In the last part of this article series, we recommended taking some time to confirm that spreadsheets are the right tool for a specific financial reporting task.
If you do conclude that a spreadsheet is the best tool for the job, you have to be careful to set youself up for success. The wide-open nature of Microsoft Excel means there are ample opportunities to "shoot youself in the foot." By following these best practices, you can avoid some of the pitfalls that come with using such a general-purpose tool for your specialized reporting tasks. Let's get started!
Step 2: Minimize Data Sources
Take a minute and list all the reports your finance department must create in a year. At a minimum your list likely includes:
- annual financial statements,
- quarterly statements,
- management discussion & analysis (MD&A),
- financial plan or budget documents,
- actual to budget reports that you present on a monthly or quarterly basis,
- forecasts where you analyze actuals and project how well you will meet budget,
- Tens or hundreds of specific purpose reports. Things like bank covenant reporting or provincial reporting (FIR, LGDE, SOPHI)
The point is, there are a lot of reports and each one needs to present data slightly differently. More detail in one, less in another. One includes actuals only, this other adds budget data. This one shows capital expenditures as expenses, but another one treats them as assets.
Consequently, folks tackle each one of these reports as a discrete task. Consider the example of a finance department who is working to prepare the Q1 financial statements and the accompanying MD&A.
The data from the accounting software (often referred to as the ERP system) is exported to begin building the financial statements. In this case, the Excel file becomes the direct data source for the financial statements.
When the statements are nearly complete, either the spreadsheet file that houses the financial statements is copied or another export from the accounting software is created so that the team can work on the MD&A.
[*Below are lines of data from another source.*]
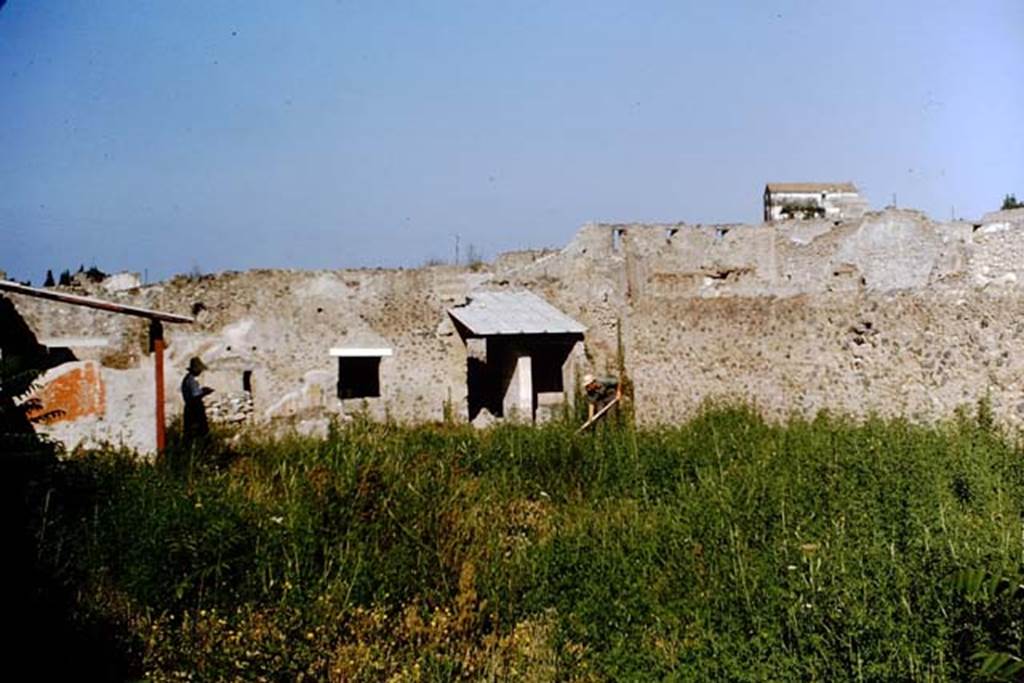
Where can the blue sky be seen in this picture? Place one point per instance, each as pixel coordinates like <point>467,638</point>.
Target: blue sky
<point>165,136</point>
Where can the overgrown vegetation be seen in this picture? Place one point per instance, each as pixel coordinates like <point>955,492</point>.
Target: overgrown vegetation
<point>723,549</point>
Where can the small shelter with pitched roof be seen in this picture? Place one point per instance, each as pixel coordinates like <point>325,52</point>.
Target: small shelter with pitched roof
<point>521,353</point>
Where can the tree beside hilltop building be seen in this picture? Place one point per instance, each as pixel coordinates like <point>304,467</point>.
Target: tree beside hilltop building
<point>1010,202</point>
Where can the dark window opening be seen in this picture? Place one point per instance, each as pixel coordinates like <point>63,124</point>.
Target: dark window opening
<point>358,377</point>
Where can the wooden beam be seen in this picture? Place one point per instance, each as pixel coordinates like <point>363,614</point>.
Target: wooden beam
<point>92,302</point>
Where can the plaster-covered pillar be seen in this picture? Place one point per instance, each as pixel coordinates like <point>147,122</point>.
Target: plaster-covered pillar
<point>518,401</point>
<point>572,360</point>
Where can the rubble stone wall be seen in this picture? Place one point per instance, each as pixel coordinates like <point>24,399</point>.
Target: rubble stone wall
<point>890,313</point>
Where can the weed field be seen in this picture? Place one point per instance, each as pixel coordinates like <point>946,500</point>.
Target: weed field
<point>726,548</point>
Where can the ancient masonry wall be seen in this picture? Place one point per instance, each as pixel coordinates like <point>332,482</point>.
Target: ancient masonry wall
<point>890,313</point>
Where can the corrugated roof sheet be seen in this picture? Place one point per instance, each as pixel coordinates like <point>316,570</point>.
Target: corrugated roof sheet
<point>488,313</point>
<point>91,302</point>
<point>811,187</point>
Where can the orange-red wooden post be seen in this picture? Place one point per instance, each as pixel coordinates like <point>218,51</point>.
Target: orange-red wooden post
<point>157,336</point>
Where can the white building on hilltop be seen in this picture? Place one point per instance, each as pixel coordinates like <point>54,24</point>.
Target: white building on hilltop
<point>813,200</point>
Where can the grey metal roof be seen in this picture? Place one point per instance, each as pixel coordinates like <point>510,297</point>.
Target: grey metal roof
<point>811,187</point>
<point>487,313</point>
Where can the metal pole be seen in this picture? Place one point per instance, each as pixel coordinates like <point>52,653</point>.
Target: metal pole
<point>157,335</point>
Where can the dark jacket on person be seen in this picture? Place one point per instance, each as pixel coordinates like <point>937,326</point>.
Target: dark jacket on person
<point>195,416</point>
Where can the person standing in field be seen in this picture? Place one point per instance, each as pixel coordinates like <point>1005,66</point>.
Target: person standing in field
<point>600,392</point>
<point>196,426</point>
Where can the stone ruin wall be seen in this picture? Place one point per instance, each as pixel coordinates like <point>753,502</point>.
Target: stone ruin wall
<point>891,313</point>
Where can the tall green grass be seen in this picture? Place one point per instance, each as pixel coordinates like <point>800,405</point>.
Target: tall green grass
<point>726,548</point>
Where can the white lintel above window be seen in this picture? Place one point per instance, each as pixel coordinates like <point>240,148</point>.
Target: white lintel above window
<point>360,351</point>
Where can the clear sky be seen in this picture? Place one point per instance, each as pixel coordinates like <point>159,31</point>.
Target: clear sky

Now imagine the auditor comes back and requires an adjustment be posted. This change needs to effect both files. Not only must finance make the change twice, but there is also now the need to reconcile the data between the two Excel files to ensure that the Financial Statements and MD&A agree.
Compare this to an approach where the MD&A is built off the same Excel file. Changes made in one file necessarily effect both the statements and the MD&A. Reconcilliation of the two reports becomes much faster and simplier.
While this may seem obvious, we rarely see this practice implemented consistently. In part this is caused by difficulties in sharing an Excel file across multiple users or difficulty in dealing with variations in grouping of data. Whatever the reason, when you consider all the reports that the team tackles, duplication of data sources leads to massive amounts of wasted time regrouping data, adjusting in multiple locations and then reconciling to ensure the values balance across data sources.
The very same only different
This same best practice of minimizing data sources also applies within a single spreadsheet. Take Cash as our example. Typically, cash needs to be presented in two or three places:
- a summary line on the balance sheet
- a summary line at the bottom of the Statement of Cash Flow
- a detailed breakdown in a Cash and Cash Equivalents note
Option 1: Indiscriminate Linking
In this option, the focus is on creating the report as quickly as possible. Consequently, there is little discipline applied to how these values are populated. The result is multiple approaches to getting the same value :
- The note details are populated by summation of GL accounts.
- The Statement of Cash Flow value is created by summing the lines above.
- Finally, the Balance Sheet value is based on linking to the total of the note. This is done to ensure the note and Balance Sheet values agree.
Option 2: Minimize Data Sources
This option focuses on long term benefits instead of speed of initial creation. The focus is on standardization and consistency. Wherever possible values are derived the same way:
- The note details are populated by summation of GL accounts.
- The Balance Sheet value is also populated by summation of GL accounts.
- The Statement of Cash Flow value is created by summing the lines above. This variation in approach is necessary to ensure the integrity of the statement.
At first glance these Option 1 and Option 2 may appear equally good. But, having values derived in lots of differing ways can cause numerous complications:
- Secession planning - If there are a large variety of methods used to populate statements, it can be much more challenging for new staff to use the existing template properly. Less variety = Easier to Learn.
- Quality control - Consider that if all cells on the balance sheet are consistent, it is easier to review formulas to ensure accuracy and completeness. If there is great variability in the linking methods (and therefore the formulas) review gets much more complicated.
- Cross-Linking means 0% or 100% - Notes often contain much higher levels of detail than statements or schedules. As a result, notes regularly take more work and therefore time to complete. If the values on the Balance Sheet are linked from notes, your Balance Sheet will remain out-of-balance and unusable until every last line item detail in the notes is in place.